Read Playing Well With Others Online
Authors: Lee Harrington,Mollena Williams
Tags: #Psychology, #Human Sexuality, #Self-Help, #Sexual Instruction, #Social Science, #Customs & Traditions
Be honest about what will work in your relationship. not just what you think will be most comfortable in the short term, or easier in the long term. And when we say relationships, we don’t just mean the people you are dating. Who do you feel you need to negotiate this event or kink community encounter with? Your answer list may be short, or very lengthy, depending on the networks you are already part of.
If someone asks to negotiate with you, remember to actually listen to what they are saying — not what you want them to be saying, or what your inner demons are twisting their words into saying. Consider using a tool like repeating concepts back in your own words to make sure you understand what they are sharing. If moments of judgment arise internally, what is bringing them up? Are you finding a “button” of yours that they have hit? Perhaps they are saying they want to spank you . . . and your subconscious mind says that “good men don’t hit women.” Instead of saying “You’re sick,” consider words like “I feel uncomfortable being spanked because I was told that men should never hit women.” “You” statements can alienate, while “I” statements are your own truth, not projections, and can thus help folks listen to each other with more ease.
Budgets
The next framework that needs to be set in advance is your budget. How much money can you spend while at the event? Many folks figure out that they can afford entry to the event. But once they’ve made that commitment, suddenly need that one new toy, that one new outfit for the Saturday party, and heck, let’s go to the nicest restaurant around too and get the bottle of wine and . . . and suddenly they’ve spent three times more than they said they would.

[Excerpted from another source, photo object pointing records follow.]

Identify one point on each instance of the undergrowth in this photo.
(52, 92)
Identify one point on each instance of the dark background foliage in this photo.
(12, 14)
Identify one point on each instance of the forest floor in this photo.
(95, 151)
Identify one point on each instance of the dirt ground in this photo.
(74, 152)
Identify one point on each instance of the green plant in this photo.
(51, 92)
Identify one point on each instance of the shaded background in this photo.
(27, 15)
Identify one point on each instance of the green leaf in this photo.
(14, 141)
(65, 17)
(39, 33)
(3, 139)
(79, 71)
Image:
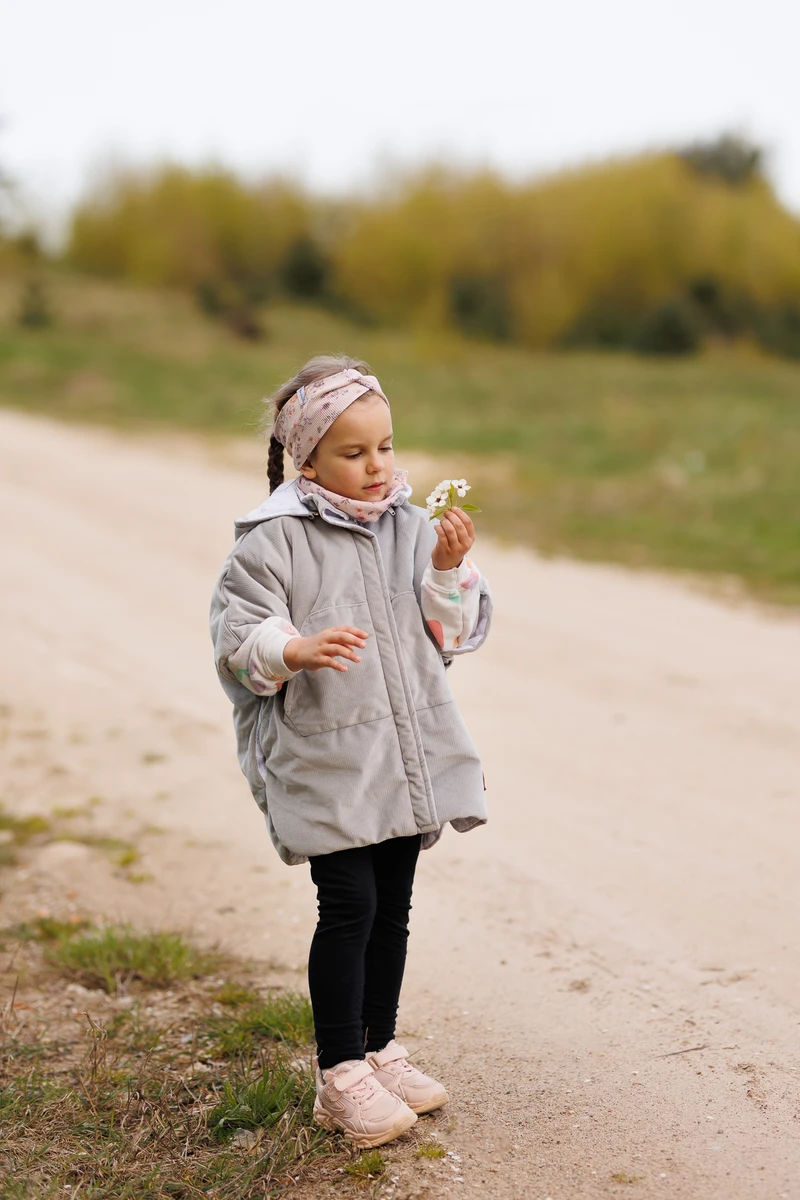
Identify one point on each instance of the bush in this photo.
(729, 159)
(305, 271)
(479, 306)
(779, 329)
(671, 328)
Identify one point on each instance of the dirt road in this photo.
(607, 976)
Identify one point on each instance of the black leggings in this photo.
(358, 954)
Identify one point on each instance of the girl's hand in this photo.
(324, 649)
(456, 537)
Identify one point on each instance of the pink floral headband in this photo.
(306, 417)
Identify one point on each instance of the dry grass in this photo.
(130, 1090)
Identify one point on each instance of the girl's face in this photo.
(355, 457)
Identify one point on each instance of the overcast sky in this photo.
(331, 90)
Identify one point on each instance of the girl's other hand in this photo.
(324, 649)
(455, 538)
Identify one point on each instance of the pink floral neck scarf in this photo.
(362, 510)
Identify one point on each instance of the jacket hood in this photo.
(288, 501)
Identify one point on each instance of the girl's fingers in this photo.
(332, 649)
(465, 521)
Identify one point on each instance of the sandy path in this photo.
(636, 893)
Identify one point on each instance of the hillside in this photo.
(689, 465)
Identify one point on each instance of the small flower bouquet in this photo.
(445, 496)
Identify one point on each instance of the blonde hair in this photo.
(318, 367)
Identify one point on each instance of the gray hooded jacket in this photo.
(341, 760)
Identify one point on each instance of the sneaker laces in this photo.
(404, 1066)
(364, 1089)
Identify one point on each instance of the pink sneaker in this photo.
(397, 1075)
(350, 1099)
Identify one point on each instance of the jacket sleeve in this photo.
(251, 622)
(457, 604)
(451, 604)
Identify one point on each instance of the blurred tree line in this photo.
(656, 253)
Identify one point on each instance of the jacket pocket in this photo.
(320, 701)
(423, 666)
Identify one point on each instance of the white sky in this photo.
(331, 89)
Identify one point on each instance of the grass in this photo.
(686, 465)
(284, 1017)
(113, 957)
(431, 1150)
(368, 1165)
(125, 1103)
(16, 832)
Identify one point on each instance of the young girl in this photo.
(334, 621)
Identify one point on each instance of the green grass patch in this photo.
(431, 1150)
(370, 1165)
(687, 465)
(254, 1104)
(23, 829)
(286, 1017)
(127, 1103)
(115, 955)
(234, 994)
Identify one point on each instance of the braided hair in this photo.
(316, 369)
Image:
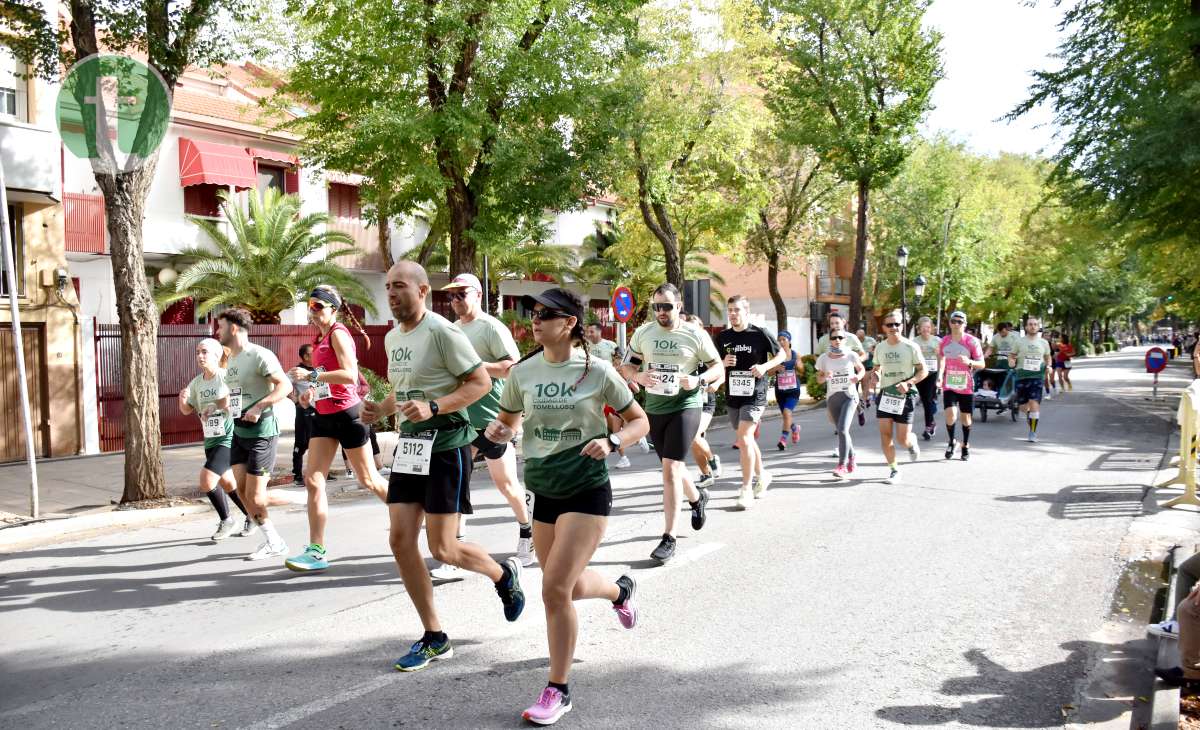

If the big weekend event will be a splurge, set that framework in advance. If you have to be aware of the budget, be honest with yourself up front. This includes setting up your shopping budget in advance — because, let’s be honest, you’ll probably want to get something while you’re there. Events let us support our own vendors, plus you get to try everything on before buying it, and you can order custom items.
We have seen individuals who wander the vendor area first and then debate what to buy, Others leave their wallets in their rooms except for $40. Some listen to their gut reaction and do extravagant shopping, and have included that joyful experience into their pre-event planning. Others plan a set amount that they can enjoy going crazy with, and enjoy getting creative with what they can afford.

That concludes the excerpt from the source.